Issued
2017
Decision
28 Jul 2017
Court
NZCA
Appeal Status
Pending

Court of Appeal remits Liquidation matter back to High Court

2017 case note - Court of Appeal remits Liquidation matter back to High Court - insolvency, core debt, issue estoppel, res judicata, off-set, counterclaim.

Case
Sisson v Commissioner of Inland Revenue [2017] NZCA 326
Legal terms
Liquidation, insolvency, core debt, issue estoppel, res judicata, off-set, counterclaim

Summary

Chesterfields Preschools Ltd (“CPL”) was placed into liquidation by the High Court following the issuing of a statutory demand by the Commissioner of Inland Revenue (“the Commissioner”). CPL appealed that decision on the basis that it was not insolvent and the debt was disputed. Following a one-day hearing in the Court of Appeal, the Court allowed the appeal on the basis that the amount of “core debt” was not quantified by the High Court (Sisson v Commissioner of Inland Revenue [2017] NZCA 326). The variability in the figures relied on by the Commissioner and the unchallenged value of CPL’s assets meant that it was at least open to doubt that the Court could properly make a liquidation order.

Facts

CPL was placed into liquidation by Associate Judge Osborne in the High Court on 6 October 2015, having failed to comply with a statutory demand for $1,231,940.11 served by the Commissioner (Commissioner of Inland Revenue v Chesterfields Preschools Ltd [2015] NZHC 2440, (2015) 27 NZTC 22-029.

Ms Sisson (a director of CPL) appealed that decision on behalf of CPL, and contended that CPL was not insolvent and that the Commissioner’s claim for unpaid tax, interest and penalties is disputed. The Commissioner responded that CPL is precluded by the doctrine of res judicata from asserting that the claim is in dispute in view of an earlier judgment of the Court of Appeal (Commissioner of Inland Revenue v Chesterfields Preschools Limited [2010] NZCA 400, (2010) 24 NZTC 24,500).

Decision

After running through the lengthy background to the litigation, the Court held that at no point had the amounts of “undisputed core debt” or “core tax” been considered or identified by the High Court (at [54]). The Court found that the core tax not in dispute was $109,675.22. This was the difference between $1,136,138.36 (the amount identified by Mr Doubleday in his 2009 affidavit as being core tax plus shortfall penalties) and $1,026,463.14 (the amount paid by CPL according to the Commissioner’s letter setting out the proposed 15% reduction in penalties and interest) (at [76(f)]).

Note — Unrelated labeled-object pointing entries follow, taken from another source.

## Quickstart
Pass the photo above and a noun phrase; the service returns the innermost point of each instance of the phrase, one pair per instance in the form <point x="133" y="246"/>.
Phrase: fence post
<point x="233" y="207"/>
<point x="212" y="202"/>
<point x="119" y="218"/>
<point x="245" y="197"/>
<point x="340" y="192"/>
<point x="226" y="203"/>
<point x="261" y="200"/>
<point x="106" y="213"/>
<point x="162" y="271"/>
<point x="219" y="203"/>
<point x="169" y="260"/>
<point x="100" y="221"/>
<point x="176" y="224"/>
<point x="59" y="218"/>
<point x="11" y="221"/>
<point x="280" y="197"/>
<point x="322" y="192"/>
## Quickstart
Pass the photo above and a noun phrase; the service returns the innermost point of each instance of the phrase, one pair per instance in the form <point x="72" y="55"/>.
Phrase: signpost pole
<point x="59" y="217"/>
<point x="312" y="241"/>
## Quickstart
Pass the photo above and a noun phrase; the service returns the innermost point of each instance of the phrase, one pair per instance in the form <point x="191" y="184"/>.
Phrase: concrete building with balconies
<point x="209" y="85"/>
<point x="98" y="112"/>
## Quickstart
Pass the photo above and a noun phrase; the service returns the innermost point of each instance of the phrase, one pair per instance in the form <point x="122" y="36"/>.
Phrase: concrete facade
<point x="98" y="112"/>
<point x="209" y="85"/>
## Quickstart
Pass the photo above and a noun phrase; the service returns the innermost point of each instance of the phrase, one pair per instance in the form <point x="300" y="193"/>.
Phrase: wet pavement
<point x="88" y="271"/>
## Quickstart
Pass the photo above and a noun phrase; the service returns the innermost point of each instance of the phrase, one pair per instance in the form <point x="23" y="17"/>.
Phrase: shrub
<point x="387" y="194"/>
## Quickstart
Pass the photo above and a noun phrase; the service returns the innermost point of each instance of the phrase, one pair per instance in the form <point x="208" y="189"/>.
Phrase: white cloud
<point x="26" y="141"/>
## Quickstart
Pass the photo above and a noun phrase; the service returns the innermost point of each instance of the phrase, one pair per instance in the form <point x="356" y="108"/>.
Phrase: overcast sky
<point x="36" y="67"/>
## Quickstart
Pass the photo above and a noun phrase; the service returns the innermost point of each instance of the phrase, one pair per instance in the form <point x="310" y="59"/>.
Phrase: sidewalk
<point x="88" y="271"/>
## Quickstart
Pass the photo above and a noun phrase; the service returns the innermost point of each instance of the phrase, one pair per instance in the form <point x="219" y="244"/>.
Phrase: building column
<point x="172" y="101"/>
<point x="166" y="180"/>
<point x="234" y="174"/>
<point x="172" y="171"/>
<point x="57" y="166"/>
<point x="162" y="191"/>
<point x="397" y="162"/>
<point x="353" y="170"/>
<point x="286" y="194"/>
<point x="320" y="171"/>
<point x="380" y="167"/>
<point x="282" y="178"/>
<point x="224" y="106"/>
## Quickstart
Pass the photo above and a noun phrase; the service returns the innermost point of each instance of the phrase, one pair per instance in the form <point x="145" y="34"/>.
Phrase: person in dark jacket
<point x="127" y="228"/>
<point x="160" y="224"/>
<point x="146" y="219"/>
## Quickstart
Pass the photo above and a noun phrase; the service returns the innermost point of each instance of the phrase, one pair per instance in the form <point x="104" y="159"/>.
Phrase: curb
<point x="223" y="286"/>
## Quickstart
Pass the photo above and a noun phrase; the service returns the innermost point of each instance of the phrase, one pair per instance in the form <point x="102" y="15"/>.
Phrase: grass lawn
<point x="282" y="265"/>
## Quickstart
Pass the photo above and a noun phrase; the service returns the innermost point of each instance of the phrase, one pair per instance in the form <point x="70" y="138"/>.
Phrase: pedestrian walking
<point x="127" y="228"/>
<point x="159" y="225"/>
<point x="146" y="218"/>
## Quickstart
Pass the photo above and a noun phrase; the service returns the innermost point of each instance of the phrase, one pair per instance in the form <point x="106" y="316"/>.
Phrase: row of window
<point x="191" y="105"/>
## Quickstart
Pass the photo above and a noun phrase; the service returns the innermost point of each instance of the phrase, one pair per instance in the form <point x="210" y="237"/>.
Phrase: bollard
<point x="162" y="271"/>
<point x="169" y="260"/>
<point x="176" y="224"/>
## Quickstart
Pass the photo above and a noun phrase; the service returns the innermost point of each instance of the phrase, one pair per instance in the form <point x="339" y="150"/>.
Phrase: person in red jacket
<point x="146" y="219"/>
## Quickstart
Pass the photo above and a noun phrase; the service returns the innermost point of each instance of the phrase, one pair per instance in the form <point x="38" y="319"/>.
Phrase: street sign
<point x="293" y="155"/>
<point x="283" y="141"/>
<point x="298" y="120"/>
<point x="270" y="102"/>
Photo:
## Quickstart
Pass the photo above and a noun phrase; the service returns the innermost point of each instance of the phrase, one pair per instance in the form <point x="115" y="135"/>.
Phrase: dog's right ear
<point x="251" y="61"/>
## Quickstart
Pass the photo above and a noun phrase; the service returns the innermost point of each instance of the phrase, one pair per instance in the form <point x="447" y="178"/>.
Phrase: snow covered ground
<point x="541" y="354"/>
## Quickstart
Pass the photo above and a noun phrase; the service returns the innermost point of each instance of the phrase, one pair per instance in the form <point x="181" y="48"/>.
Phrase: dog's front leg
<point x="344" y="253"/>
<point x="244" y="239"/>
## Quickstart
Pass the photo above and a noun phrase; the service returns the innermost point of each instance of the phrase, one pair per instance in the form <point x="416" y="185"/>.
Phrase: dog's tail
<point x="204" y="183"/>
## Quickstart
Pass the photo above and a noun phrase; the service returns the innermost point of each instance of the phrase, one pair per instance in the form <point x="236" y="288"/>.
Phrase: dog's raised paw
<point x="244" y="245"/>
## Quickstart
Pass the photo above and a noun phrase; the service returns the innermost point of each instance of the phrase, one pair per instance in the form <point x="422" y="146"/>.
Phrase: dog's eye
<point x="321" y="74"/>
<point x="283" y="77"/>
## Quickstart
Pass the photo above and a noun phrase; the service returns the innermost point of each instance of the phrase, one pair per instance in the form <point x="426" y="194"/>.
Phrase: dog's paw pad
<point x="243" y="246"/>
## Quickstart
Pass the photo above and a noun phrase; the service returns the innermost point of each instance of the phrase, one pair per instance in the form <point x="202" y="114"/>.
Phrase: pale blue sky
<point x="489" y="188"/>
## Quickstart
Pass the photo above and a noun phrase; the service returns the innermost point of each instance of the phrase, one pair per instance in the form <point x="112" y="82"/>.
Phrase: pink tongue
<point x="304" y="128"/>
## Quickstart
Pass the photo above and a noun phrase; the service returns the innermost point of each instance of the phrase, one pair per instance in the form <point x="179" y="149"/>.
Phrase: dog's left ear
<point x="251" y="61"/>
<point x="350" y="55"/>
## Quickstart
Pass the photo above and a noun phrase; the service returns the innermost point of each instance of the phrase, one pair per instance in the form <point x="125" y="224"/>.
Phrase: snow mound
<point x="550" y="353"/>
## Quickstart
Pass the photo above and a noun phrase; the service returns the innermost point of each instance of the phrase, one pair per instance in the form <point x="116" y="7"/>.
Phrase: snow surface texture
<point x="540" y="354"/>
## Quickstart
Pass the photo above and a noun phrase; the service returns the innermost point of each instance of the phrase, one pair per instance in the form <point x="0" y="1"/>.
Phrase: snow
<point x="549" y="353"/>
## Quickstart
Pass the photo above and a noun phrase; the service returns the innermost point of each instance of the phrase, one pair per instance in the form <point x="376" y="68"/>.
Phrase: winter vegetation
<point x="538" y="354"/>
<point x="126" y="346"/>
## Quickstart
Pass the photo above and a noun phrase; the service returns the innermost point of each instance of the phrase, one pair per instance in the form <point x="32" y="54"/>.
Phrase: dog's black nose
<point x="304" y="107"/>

The Court went on to find that the evidence suggested that CPL had total assets of $1,017,094.60, made up of term deposits at ANZ Bank, the property at 854 Colombo Street, and an as yet unpaid insurance pay-out of $138,064.77 (at [80] – [83]). The Court noted that this was slightly shy of Mr Doubleday’s calculation of the total debt at July 2008 of $1,088,461.15, and exceeded by a wide margin Mr Brightly’s calculation of the total debt at December 2006 of $827,304.62 (at [83]).

The Court held that the difference between the revised debt claim and CPL’s asset position appeared to be comparatively narrow. Further, the variability in the figures relied on by the Commissioner and the unchallenged value of CPL’s assets meant that it was at least open to doubt that the High Court could properly have made a liquidation order (at [86]).

The proper course was to allow the appeal, set aside the liquidation order, and remit the matter back for rehearing in the High Court where greater scrutiny can be given to the figures of both sides.

However, that order was conditional on Ms Sisson, on behalf of CPL, paying into the High Court at Christchurch the amount of $109,675.22 within 15 working days of this judgment (at [88]).

Aside from the liquidation issue, the Court also held that the doctrine of res judicata applied to any challenge to CPL’s liability for 85% of the penalties. As such, the so-called Taxation Review Authority and Notice of Proposed Adjustment proceedings did not live on in isolation from the conclusions reached by the Court of Appeal in the judicial review proceedings. However, the precise amount of the reduction and the consequent level of CPL’s indebtedness had not been determined, and so CPL could test the accuracy and methodology of the Commissioner’s calculation in the High Court (at [102] – [103]).

The Court also held that CPL could not rely on potential damages claims associated with the alleged failure of the Commissioner to disclose information as an off-set or counterclaim against amounts owed in core tax and penalties (at [107]).